Further complicating matters for the EU, placing the selection of Poland's lower court presidents under Ziobro's control means that politically selected judges may adjudicate on challenges to tenders for EU-funded projects. And if Kaczyński overcomes Duda's vetoes, all of Poland's judges will be under the control of the PiS's justice minister. In that case, what happens if the government changes, and PiS's appointees, installed on the basis of a clearly unconstitutional law, are no longer recognized as being judges at all, and their rulings on matters affecting EU citizens rights in Poland are inevitably voided?

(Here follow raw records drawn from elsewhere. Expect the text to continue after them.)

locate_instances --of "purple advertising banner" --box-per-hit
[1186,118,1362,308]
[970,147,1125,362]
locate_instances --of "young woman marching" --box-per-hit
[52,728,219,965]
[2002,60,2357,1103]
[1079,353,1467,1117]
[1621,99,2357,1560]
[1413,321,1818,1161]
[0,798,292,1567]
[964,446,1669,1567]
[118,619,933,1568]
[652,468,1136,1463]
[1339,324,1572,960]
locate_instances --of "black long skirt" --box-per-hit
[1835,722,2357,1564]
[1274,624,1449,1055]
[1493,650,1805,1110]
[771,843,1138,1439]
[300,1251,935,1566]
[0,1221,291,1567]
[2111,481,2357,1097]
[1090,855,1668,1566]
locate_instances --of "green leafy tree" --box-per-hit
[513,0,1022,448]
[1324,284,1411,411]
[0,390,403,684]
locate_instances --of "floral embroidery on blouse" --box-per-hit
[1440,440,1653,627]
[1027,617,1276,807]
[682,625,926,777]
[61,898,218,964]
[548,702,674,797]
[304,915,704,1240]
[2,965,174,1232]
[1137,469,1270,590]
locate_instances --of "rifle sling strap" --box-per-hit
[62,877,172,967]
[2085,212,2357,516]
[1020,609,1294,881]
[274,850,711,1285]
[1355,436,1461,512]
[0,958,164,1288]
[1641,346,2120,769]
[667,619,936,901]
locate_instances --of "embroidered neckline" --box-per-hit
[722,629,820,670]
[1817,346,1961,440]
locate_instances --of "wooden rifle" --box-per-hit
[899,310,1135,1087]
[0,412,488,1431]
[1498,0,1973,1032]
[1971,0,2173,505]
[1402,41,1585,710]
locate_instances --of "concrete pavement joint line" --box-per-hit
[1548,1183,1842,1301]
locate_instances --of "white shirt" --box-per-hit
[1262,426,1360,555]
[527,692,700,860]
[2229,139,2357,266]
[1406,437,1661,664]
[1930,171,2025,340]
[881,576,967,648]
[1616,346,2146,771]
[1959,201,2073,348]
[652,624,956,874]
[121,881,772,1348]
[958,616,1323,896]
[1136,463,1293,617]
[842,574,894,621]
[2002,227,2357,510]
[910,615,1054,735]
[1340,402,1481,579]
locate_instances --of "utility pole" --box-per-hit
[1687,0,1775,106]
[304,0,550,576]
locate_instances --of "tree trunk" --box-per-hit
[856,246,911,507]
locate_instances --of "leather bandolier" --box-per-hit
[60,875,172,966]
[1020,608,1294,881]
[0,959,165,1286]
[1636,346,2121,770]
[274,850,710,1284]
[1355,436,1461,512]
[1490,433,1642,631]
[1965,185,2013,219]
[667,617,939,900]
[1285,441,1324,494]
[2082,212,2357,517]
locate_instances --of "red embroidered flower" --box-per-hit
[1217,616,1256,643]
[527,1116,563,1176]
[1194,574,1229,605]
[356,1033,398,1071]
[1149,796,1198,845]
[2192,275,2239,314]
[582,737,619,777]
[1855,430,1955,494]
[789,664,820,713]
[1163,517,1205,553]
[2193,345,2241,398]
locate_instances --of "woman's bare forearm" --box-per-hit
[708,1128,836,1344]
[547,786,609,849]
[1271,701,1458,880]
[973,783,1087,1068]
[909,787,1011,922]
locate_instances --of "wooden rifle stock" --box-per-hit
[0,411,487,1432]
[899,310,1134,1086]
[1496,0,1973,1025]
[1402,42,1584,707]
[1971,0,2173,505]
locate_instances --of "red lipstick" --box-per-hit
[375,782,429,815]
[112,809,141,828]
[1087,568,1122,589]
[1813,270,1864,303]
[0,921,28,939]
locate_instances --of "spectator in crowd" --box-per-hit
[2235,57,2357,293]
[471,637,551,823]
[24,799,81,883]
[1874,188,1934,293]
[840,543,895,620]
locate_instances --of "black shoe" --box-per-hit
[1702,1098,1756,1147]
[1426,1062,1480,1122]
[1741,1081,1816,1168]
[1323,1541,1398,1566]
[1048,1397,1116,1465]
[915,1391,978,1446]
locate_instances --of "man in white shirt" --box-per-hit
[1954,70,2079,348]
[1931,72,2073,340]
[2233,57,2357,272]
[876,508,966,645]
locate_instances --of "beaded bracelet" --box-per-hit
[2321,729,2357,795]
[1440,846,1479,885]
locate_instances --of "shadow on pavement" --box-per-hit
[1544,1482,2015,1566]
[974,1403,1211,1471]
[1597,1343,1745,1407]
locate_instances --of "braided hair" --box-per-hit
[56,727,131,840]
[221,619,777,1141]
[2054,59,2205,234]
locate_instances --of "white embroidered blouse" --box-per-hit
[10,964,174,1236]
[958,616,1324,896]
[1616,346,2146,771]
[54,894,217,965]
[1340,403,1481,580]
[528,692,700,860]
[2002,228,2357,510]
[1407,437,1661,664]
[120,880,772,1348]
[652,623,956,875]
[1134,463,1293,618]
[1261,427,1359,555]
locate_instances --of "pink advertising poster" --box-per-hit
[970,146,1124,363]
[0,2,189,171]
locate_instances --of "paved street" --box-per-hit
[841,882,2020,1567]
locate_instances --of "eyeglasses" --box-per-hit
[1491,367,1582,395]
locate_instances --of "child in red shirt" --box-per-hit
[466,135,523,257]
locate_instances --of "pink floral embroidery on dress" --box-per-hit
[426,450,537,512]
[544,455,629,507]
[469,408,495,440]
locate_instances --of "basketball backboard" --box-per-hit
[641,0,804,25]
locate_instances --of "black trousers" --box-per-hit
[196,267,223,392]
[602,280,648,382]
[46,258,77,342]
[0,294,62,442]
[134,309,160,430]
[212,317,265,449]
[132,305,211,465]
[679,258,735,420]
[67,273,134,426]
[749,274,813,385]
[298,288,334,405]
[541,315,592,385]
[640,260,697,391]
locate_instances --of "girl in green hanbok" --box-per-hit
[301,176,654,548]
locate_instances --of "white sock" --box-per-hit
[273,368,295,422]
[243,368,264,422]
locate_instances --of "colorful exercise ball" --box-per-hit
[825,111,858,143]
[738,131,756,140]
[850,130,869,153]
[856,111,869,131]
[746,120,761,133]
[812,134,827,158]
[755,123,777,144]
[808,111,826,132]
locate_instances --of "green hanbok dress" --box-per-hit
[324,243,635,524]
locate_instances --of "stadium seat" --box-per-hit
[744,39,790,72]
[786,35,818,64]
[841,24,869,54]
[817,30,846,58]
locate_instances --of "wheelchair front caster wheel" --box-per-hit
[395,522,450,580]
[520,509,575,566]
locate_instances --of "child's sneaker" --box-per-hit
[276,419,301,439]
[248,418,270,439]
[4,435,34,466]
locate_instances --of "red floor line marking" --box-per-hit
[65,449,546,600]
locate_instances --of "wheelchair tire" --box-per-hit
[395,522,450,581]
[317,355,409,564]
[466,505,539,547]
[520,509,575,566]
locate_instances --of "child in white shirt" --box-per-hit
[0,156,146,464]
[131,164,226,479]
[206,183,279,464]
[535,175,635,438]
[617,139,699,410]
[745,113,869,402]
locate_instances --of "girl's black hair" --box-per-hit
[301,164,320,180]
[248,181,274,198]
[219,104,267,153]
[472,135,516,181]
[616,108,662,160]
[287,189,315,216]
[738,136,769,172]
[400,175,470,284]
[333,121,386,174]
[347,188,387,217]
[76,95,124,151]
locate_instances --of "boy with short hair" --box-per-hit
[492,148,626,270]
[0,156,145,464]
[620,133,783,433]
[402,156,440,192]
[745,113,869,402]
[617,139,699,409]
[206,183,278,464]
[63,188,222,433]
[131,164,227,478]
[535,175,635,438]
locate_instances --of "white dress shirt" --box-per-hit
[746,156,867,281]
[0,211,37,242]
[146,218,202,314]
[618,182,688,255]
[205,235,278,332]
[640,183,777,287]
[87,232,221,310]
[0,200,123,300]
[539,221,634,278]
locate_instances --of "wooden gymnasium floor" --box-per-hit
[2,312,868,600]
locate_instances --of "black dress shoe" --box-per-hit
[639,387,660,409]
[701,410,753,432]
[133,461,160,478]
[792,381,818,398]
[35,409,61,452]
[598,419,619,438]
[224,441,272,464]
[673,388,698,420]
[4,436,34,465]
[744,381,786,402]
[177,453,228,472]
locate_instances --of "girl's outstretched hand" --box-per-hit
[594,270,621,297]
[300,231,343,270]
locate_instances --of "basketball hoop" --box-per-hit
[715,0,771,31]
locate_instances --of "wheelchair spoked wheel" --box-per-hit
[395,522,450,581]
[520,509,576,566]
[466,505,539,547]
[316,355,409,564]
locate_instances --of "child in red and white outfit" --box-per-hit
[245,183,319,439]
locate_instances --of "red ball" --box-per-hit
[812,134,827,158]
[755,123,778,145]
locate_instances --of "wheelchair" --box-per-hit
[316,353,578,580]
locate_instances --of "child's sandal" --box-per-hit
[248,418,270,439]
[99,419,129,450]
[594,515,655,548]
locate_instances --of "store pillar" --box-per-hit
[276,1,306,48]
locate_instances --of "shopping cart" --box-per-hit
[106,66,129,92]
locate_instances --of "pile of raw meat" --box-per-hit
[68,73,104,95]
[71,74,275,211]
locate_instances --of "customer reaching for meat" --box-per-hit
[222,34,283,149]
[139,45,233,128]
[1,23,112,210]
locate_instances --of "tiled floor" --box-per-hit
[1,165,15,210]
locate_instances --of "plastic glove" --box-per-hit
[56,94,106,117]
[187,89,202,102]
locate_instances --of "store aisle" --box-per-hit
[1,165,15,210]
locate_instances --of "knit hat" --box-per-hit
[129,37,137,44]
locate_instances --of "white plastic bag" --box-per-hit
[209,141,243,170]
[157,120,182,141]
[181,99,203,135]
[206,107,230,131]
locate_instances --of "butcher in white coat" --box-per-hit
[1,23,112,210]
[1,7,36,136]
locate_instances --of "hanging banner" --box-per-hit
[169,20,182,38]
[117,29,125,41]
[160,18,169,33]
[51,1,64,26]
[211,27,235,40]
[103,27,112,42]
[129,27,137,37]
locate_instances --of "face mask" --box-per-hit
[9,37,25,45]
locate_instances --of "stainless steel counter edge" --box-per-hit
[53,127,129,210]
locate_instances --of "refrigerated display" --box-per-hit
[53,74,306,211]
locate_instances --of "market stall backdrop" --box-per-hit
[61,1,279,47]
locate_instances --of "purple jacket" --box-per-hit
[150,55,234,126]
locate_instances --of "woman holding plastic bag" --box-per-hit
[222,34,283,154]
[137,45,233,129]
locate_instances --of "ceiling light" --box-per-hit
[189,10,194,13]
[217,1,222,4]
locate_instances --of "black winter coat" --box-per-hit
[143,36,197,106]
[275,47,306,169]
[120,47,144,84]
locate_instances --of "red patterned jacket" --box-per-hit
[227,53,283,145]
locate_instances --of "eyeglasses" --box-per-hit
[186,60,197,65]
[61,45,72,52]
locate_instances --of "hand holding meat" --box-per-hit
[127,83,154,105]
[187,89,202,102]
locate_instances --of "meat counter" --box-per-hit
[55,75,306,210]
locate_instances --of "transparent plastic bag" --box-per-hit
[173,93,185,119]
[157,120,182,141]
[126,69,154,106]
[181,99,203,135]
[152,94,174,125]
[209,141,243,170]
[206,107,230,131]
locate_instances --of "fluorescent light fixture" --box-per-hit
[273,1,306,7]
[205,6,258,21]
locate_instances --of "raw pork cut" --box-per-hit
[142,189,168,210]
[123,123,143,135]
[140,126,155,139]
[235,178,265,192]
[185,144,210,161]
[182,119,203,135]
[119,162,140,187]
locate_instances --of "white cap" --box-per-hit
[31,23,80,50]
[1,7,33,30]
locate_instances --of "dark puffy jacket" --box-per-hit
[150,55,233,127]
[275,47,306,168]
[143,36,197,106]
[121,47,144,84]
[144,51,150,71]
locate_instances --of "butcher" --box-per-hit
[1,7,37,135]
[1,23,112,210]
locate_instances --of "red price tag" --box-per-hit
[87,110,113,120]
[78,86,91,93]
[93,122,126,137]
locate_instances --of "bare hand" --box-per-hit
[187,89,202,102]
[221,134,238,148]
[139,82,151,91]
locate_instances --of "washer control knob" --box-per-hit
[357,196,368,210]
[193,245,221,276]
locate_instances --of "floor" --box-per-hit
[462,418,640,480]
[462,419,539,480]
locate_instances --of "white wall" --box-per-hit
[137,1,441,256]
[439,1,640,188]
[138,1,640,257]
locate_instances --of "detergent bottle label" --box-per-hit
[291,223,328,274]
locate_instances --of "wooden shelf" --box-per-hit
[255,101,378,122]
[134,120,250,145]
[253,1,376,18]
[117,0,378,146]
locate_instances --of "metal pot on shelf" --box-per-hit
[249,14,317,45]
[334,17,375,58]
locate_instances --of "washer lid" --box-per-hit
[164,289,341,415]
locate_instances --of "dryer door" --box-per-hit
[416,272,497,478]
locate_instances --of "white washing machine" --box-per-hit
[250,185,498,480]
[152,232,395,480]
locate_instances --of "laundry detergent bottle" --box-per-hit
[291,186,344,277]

As in the case of Brexit, Poland's domestic political turmoil reveals how intertwined the EU's member states have become. If democracy and the rule of law are overthrown in one, serious repercussions for all the others cannot be avoided. But the EU seems to lack effective mechanisms for resolving this problem, despite being legally, politically, and indeed morally unable to permit it to persist. To rein in Kaczyński, Europe's lawyers and politicians will have to put their heads together - before the entire structure falls apart.

Jacek Rostowski was Poland's Minister of Finance and Deputy Prime Minister from 2007 to 2013.